Chair of the Committee, Lord Jay of Ewelme said, “It is a matter of deep regret that, in the intervening twelve months, the state of political dialogue in relation to the Protocol has deteriorated further. There is an urgent need for a reset of dialogue.”


Common Frameworks

The Lords Common Frameworks Scrutiny Committee has published its report, 'Common frameworks: an unfulfilled opportunity?'. The Committee calls Common Frameworks “a crucial, yet largely overlooked, aspect of the UK’s withdrawal from the EU” and says “the expectations of Common Frameworks as vehicles for policy development have not been met, despite what was indicated” in the 2017 Joint Ministerial Committee (EU Negotiations) communiqué”.

The Committee contends that post-Brexit legislation, such as the UK Internal Market Act 2020 and the Subsidy Control Act 2022, has “damaged relations between the four administrations.”The Committee comments on an “encouraging” early indication of the ability of frameworks to manage divergence as a result of the Protocol. It recommends that as part of framework reviews, “exercises are carried out on all frameworks that interact with the Protocol in order to assess their ability to cope with divergence.”

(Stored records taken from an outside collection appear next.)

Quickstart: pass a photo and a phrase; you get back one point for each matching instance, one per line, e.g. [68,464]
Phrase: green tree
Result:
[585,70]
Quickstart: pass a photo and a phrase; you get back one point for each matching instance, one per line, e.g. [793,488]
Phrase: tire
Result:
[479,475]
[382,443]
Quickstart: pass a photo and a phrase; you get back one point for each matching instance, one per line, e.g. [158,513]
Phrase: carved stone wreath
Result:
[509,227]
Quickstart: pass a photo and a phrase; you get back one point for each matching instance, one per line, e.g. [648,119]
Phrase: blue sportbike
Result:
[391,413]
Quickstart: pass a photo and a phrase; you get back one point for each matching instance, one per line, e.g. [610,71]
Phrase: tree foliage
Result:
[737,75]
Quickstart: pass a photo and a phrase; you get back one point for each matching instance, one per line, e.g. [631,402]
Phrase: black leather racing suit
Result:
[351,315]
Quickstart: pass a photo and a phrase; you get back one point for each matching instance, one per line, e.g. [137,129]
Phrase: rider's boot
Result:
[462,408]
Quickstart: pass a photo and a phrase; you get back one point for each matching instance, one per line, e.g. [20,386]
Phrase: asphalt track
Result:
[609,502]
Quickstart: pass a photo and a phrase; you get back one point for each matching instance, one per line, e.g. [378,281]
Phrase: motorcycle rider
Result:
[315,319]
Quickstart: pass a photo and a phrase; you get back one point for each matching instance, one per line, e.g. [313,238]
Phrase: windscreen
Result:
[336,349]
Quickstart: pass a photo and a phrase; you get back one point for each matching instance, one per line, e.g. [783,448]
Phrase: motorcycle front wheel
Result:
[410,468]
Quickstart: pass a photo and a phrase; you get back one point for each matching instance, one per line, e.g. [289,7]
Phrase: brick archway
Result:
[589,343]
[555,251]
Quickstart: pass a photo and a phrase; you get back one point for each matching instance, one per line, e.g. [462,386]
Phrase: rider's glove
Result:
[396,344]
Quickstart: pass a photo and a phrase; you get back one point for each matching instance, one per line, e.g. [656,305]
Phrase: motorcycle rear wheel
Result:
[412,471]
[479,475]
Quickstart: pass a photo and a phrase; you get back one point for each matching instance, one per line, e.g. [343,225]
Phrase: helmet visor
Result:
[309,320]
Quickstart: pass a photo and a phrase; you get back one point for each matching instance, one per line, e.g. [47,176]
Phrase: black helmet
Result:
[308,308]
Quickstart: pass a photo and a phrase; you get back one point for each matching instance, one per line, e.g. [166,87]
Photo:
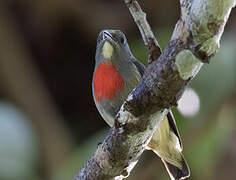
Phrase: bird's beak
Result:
[106,35]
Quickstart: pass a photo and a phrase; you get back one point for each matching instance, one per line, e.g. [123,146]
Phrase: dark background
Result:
[49,123]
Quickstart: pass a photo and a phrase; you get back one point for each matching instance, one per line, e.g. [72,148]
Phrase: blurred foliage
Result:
[49,124]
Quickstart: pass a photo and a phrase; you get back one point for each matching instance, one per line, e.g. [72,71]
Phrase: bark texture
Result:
[194,41]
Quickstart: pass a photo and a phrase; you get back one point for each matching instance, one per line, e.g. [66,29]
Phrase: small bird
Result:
[116,74]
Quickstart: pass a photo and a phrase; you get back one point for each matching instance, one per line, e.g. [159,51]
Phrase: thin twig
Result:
[195,39]
[154,50]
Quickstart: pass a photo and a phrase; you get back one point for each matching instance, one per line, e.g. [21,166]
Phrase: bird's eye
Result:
[122,40]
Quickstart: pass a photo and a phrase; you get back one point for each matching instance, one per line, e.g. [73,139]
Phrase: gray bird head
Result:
[112,45]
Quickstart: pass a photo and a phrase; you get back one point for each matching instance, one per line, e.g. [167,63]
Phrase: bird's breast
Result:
[107,82]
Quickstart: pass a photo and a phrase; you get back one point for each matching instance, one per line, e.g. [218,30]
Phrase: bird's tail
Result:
[167,145]
[177,173]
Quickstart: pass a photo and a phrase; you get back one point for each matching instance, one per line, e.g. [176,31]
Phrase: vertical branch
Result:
[154,50]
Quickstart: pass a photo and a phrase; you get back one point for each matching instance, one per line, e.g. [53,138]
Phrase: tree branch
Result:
[195,39]
[148,37]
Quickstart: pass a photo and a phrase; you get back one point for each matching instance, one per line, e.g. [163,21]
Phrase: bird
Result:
[116,74]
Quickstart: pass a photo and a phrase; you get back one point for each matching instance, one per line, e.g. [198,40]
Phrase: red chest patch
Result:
[107,82]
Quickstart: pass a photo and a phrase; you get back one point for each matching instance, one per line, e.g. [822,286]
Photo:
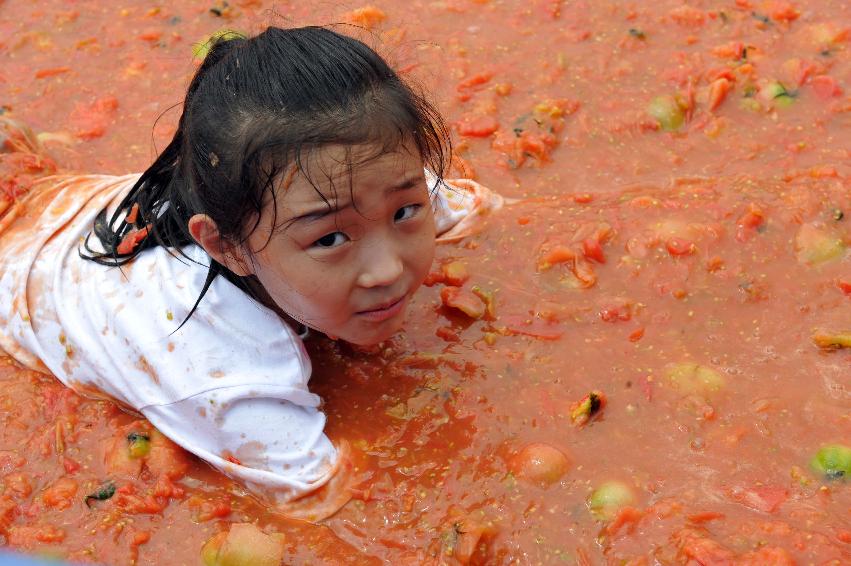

The Committee also comments on the role of the Northern Ireland Executive and Assembly in the Common Frameworks process, saying, “It is regrettable that the Northern Ireland Executive and Northern Ireland Assembly has thus far had such limited engagement with the Common Frameworks programme…the case for including Northern Ireland’s devolved institutions is compelling given the specific circumstances applied by the Protocol on Ireland/Northern Ireland...The restoration of all political institutions is an urgent necessity and a prerequisite for any progress on Common Frameworks”. The Committee raises concerns about transparency on EU legislation applying to NI under the Protocol: “We are concerned that information sharing with the Northern Ireland Assembly and Northern Irish officials on forthcoming EU legislation that will apply to Northern Ireland by virtue of the Protocol is severely lacking.” The Committee also recommends that the UK Government “carefully considers how the Northern Ireland Protocol Bill may impact the operability of Common Frameworks.”

The Government’s latest intergovernmental relations report states that all relevant ministers in Scotland, Wales, Northern Ireland and the UK Government have agreed the final version for the Nutrition Labelling, Composition and Standards Framework.

On 14 July, a Commons Delegated Legislation Committee debated the Draft United Kingdom Internal Market Act 2020 (Exclusions from Market Access Principles: Single-use Plastics) Regulations 2022. This Statutory Instrument was brought forward following an agreement under the provisional Resources and Waste Common Framework to allow an exclusion from the market access principles for the Scottish Government to ban certain single use plastics. This was the first formal request in this regard. The Minister confirmed that the Statutory Instrument will be made without the consent of the Department for the Economy as the NI Executive is not meeting and such a cross-cutting issue would require the Executive’s consent. However, the Government has engaged with the Minister for Agriculture, Environment and Rural Affairs and the Minister for the Economy who have not raised any objections to the proposal.


Retained EU law

On 18 July, the Commons European Scrutiny Committee published a report on 'Retained EU Law: where next?'. The Committee argues that “retained EU law lacks the democratic legitimacy of UK statute.” It notes that the relationship between retained EU law and the devolution settlements “raises complex constitutional and legal issues” and urges the Government to consult the devolved administrations as early as possible on the content of the Retained EU Law Bill (commonly referred to as the Brexit Freedoms Bill): “This may mean going beyond usual practice in intergovernmental relations”. It also recommends that “until a satisfactory long-term resolution to the impact of the Protocol is achieved, the Government ensures that any future legislation to change the functioning of retained EU law includes provisions to ensure that Parliament is informed if changes to retained EU law could lead to divergence between Northern Ireland and the rest of the UK.”